WIP: Pydarshan log_based sorting #949

Yanlilyu · 2023-07-21T17:12:09Z

Description:
This branch adds a log_based routine to help user find the most I/O intensive jobs. The file is job_stats.py in PyDarshan CLI tools.
It combines the aggregated data from multiple log files to a DataFrame, sorts data by the column name the user inputs in a descending order, and then filters the data with the first n (number_of_rows from user input) records. It returns a DataFrame with the n most I/O intensive jobs
User input includes log_path, module, order_by_colname, number_of_rows.
log_path should be a path glob pattern.
order_by_colname should be "agg_perf_by_slowest", "agg_time_by_slowest", or "total_bytes".
Example usage: $ python -m darshan job_stats darshan_logs/nonmpi_workflow/"worker*.darshan" STDIO total_bytes 5

tylerjereddy

I tried playing with it a bit this morning and thought I'd make a few suggestions:

I tried this command: python -m darshan job_stats ~/github_projects/darshan-logs/darshan_logs/mpi_io_test_with_dxt/treddy_mpi-io-test_id4373053_6-2-60198-9815401321915095332_1.darshan STDIO total_bytes 5

And got:

Statistical data of jobs:    agg_perf_by_slowest  agg_time_by_slowest                                  category_counters  ...  unique_io_total_time_by_slowest  unique_md_only_time_by_slowest  unique_rw_only_time_by_slowest
0             16.47327             0.000094  [<cdata 'struct darshan_file_category_counters...  ...                         0.000094                             0.0                        0.000094

Where the columns look a bit misaligned with the data? That's an easy enough fix I think:

--- a/darshan-util/pydarshan/darshan/cli/job_stats.py
+++ b/darshan-util/pydarshan/darshan/cli/job_stats.py
@@ -162,7 +162,7 @@ def main(args: Union[Any, None] = None):
         com_dfs = combined_dfs(list_dfs)
         combined_dfs_sort = sort_data_desc(com_dfs, order_by_colname)
         combined_dfs_selected = first_n_recs(combined_dfs_sort, n)
-        print("Statistical data of jobs:", combined_dfs_selected)
+        print("Statistical data of jobs:\n", combined_dfs_selected)

Statistical data of jobs:
    agg_perf_by_slowest  agg_time_by_slowest                                  category_counters  ...  unique_io_total_time_by_slowest  unique_md_only_time_by_slowest  unique_rw_only_time_by_slowest
0             16.47327             0.000094  [<cdata 'struct darshan_file_category_counters...  ...                         0.000094                             0.0                        0.000094

That looks better!

I also tried running on all of the logs in the logs repo, just to cause trouble:

python -m darshan job_stats ~/github_projects/darshan-logs/darshan_logs/**/*.darshan STDIO total_bytes 5

And ran into an error:

usage: darshan <command> job_stats [-h] log_path module order_by_colname number_of_rows
darshan <command> job_stats: error: argument number_of_rows: invalid int value: '/Users/treddy/github_projects/darshan-logs/darshan_logs/e3sm_io_heatmaps_and_dxt/e3sm_io_heatmap_and_dxt.darshan'

Curiously, if I run on that file directly it seems to work ok, so may be related to the ** glob pattern vs. command line stuff?

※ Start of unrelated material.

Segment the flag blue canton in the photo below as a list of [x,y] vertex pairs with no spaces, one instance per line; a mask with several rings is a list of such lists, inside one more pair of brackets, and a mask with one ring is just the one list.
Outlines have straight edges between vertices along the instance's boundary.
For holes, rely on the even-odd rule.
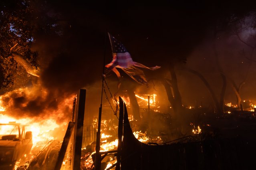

Although I don't know Shane/your full vision for the use cases just yet, here's a suggestion to get the regression testing started:

--- /dev/null
+++ b/darshan-util/pydarshan/darshan/tests/test_job_stats.py
@@ -0,0 +1,32 @@
+import argparse
+from unittest import mock
+
+from darshan.log_utils import get_log_path
+from darshan.cli import job_stats
+import pytest
+
+
+@pytest.mark.parametrize(
+    "argv", [
+        [get_log_path("e3sm_io_heatmap_only.darshan"),
+         "STDIO",
+         "total_bytes",
+         "5"],
+    ]
+)
+def test_job_stats(argv, capsys):
+    with mock.patch("sys.argv", argv):
+        # initialize the parser
+        parser = argparse.ArgumentParser(description="")
+        # run through setup_parser()
+        job_stats.setup_parser(parser=parser)
+        # parse the input arguments
+        args = parser.parse_args(argv)
+    job_stats.main(args=args)
+    captured = capsys.readouterr()
+    assert "3.258853" in captured.out
+    # NOTE: probably much better to use i.e.,
+    # pd.read_csv or similar on the string data
+    # and reconstitute a DataFrame where you could
+    # use i.e., assert_frame_equal for floating point
+    # comparisons, etc.

Also, if printing to the terminal is the "final medium" for output, we could look at libraries like https://github.com/Textualize/rich or pandas-related things built on top of that for some nice formatting I suppose.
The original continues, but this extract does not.